The system is undoubtedly susceptible to abuse. Bobge said there are even websites that supply the red assistance-dog vests.

But the rules could change. Recent chatter in Washington, D.C., has led some to believe the ADA standards may become more stringent. According to a disability-focused newsletter Schwab provided, there nearly was a change in the definition of assistance animals. That new language came from an early interpretation of the ADA Amendment Act of 2008, but has been delayed, and possibly derailed, under the Obama Administration.

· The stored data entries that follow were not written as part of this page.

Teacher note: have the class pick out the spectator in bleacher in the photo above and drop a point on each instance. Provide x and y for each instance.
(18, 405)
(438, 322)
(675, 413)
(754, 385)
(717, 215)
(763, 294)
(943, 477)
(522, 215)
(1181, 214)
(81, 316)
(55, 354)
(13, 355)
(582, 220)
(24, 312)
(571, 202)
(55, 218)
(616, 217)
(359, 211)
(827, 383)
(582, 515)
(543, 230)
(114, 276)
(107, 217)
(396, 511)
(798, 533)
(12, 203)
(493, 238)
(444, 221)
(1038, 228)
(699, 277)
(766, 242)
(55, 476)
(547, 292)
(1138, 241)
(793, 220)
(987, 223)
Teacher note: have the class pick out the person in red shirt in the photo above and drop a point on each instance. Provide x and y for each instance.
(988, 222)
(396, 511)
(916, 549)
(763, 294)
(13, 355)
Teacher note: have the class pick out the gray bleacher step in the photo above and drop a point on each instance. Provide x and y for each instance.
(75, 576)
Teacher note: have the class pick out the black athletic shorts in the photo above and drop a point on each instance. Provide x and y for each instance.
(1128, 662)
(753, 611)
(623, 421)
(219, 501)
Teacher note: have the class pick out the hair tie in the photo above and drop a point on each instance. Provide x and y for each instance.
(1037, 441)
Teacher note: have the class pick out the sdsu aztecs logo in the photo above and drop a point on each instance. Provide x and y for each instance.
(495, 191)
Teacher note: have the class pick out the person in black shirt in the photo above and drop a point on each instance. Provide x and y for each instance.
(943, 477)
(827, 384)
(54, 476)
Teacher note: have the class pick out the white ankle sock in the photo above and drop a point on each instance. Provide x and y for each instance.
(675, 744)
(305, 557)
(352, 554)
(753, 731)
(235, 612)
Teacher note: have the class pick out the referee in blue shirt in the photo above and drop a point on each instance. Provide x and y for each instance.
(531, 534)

For his part, Schwab said he believed the proposed rules would be overly restrictive. And Bobge worried they could make it harder for people without an easily identifiable condition to obtain a support animal. Currently a doctor’s note is helpful in getting county approval, but a note is not mandatory.

Support animals do help, according to Dr. Terri Quinn, a SLO-based private practice psychologist. Quinn said she has recommended support animals, usually dogs, to several of her patients. Generally, support animals are best suited for people with severe anxiety, depression, or agoraphobia, she said. Animals can simply help some people go outside, she said. “They wouldn’t function nearly as well without it.”

For people with support animals, the biggest challenge tends to be perceptions, Bobge said. It’s hard to look at Bobge and argue she needs Koda’s constant companionship. She seems well adjusted, but that’s the point, she said. “I’m not able to live a normal life unless I have my dog with me.”